CHAPITRE 3 : Le Mouvement du Vivant
Il n'y avait rien ici, à part l'eau.
Une eau primordiale, sans fond, dans laquelle elle flottait depuis une éternité. La sensation d'apesanteur n'était ni plaisante, ni désagréable, juste neutre.
Comme elle n'avait pas vraiment conscience de son corps, elle pouvait sonder les profondeurs dont son esprit était cerné, mais elle n'y rencontra que le vide abyssal.
Aucun remous, aucun courant ne venait troubler sa position, et elle finit par se demander si elle se trouvait véritablement dans un milieu aquatique.
Elle dériva ainsi pendant des heures ou des siècles, somnolant avec paresse.
Les sensations revinrent à elle avec la puissance montante d'une marée.
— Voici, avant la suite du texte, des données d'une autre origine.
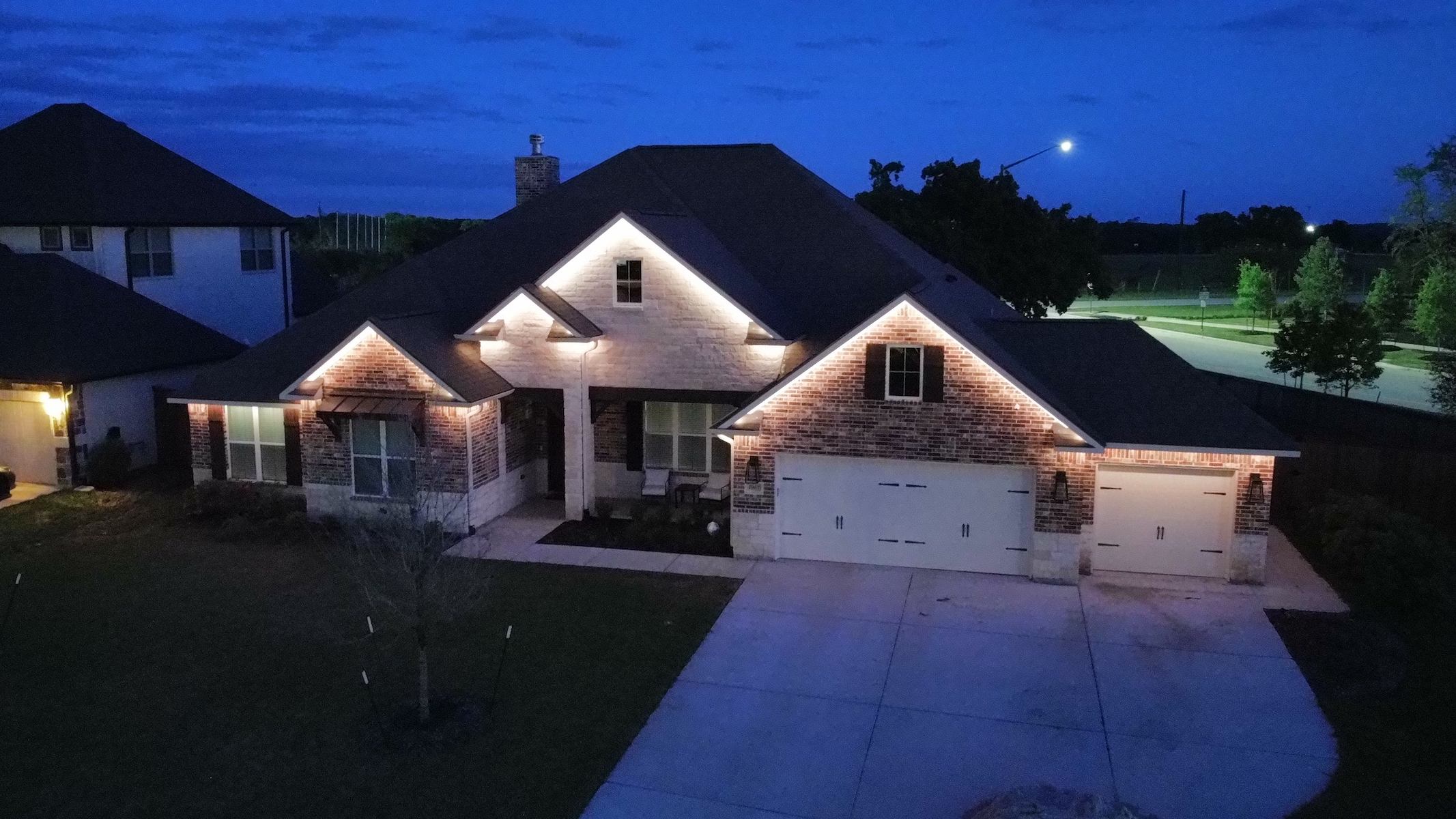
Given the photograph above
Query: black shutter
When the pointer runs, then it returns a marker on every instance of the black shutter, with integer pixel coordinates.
(291, 447)
(217, 437)
(636, 435)
(934, 388)
(875, 373)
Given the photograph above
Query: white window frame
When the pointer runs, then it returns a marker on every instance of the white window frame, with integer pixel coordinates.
(616, 284)
(919, 394)
(248, 244)
(257, 447)
(384, 457)
(677, 434)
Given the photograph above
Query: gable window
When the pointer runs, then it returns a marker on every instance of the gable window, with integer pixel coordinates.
(384, 457)
(255, 444)
(81, 239)
(676, 437)
(50, 239)
(903, 373)
(149, 252)
(629, 281)
(257, 245)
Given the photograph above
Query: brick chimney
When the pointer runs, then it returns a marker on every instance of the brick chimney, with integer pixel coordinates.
(537, 173)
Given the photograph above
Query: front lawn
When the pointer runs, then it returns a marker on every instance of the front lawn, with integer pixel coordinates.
(158, 668)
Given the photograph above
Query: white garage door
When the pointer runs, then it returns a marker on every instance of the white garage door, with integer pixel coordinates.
(25, 441)
(931, 515)
(1164, 521)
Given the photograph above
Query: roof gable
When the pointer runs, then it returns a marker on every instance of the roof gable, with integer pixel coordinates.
(66, 324)
(73, 164)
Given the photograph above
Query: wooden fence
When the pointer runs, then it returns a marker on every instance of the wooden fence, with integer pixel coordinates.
(1401, 456)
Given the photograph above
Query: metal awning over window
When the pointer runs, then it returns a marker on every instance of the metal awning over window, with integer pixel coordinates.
(332, 411)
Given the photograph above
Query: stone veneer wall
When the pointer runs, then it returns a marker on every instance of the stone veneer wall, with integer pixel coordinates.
(983, 421)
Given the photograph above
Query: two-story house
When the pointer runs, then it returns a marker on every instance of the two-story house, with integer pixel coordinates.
(719, 311)
(82, 185)
(81, 188)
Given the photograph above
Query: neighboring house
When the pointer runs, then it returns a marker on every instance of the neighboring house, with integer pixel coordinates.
(721, 312)
(83, 354)
(78, 184)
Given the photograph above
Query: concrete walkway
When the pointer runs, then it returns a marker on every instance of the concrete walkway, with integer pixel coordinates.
(835, 690)
(24, 492)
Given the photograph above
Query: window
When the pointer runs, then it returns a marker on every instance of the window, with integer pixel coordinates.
(629, 281)
(149, 252)
(903, 373)
(255, 448)
(257, 244)
(676, 437)
(81, 239)
(384, 457)
(50, 239)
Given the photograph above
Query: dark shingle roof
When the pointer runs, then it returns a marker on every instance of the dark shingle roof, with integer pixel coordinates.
(1126, 388)
(64, 324)
(73, 164)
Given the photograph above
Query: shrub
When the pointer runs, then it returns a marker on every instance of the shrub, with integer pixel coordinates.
(1385, 558)
(110, 461)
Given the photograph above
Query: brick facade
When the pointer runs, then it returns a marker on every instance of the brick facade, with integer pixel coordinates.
(610, 434)
(485, 444)
(983, 419)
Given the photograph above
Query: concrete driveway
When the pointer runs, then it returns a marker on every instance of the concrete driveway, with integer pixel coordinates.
(832, 690)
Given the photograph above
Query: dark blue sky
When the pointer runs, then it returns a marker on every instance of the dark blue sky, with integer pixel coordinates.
(420, 108)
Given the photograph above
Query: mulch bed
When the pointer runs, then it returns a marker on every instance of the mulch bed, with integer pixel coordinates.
(642, 536)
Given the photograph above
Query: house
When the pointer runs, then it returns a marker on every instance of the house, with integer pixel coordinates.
(83, 354)
(88, 188)
(721, 312)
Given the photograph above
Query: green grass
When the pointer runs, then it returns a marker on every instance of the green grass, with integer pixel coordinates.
(152, 668)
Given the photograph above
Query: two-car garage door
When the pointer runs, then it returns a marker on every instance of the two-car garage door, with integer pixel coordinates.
(934, 515)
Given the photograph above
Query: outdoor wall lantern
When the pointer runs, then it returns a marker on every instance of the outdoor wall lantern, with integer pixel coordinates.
(1255, 489)
(1059, 486)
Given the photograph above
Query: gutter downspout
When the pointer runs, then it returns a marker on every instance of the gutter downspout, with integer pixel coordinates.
(285, 245)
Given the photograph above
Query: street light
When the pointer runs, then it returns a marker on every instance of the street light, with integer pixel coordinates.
(1064, 145)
Soudain, elle avait la tête en bas et une tenaille lui déchirait le dos, fouillant à l'intérieur de sa colonne vertébrale. Accroché à ses chevilles tel une sangsue, un poids invisible la tirait vers le bas, plus profond encore, vers le néant absolu. Un cri se bloqua dans sa gorge, gargouillement obstrué par une membrane collant à son épiderme. Sa chute fut interminable, ses mains cherchant en vain à s'accrocher. Elle ne se noya pourtant pas.
Alors que son visage perçait enfin les flots, elle eut très froid, le corps transpercé jusqu'aux viscères par une multitude d'aiguilles inquisitrices. À sa première inspiration, elle tomba, se réceptionnant douloureusement sur le dos. Une sorte de mucus l'enveloppait tel un cocon de soie démesuré, d'une élasticité de cellophane.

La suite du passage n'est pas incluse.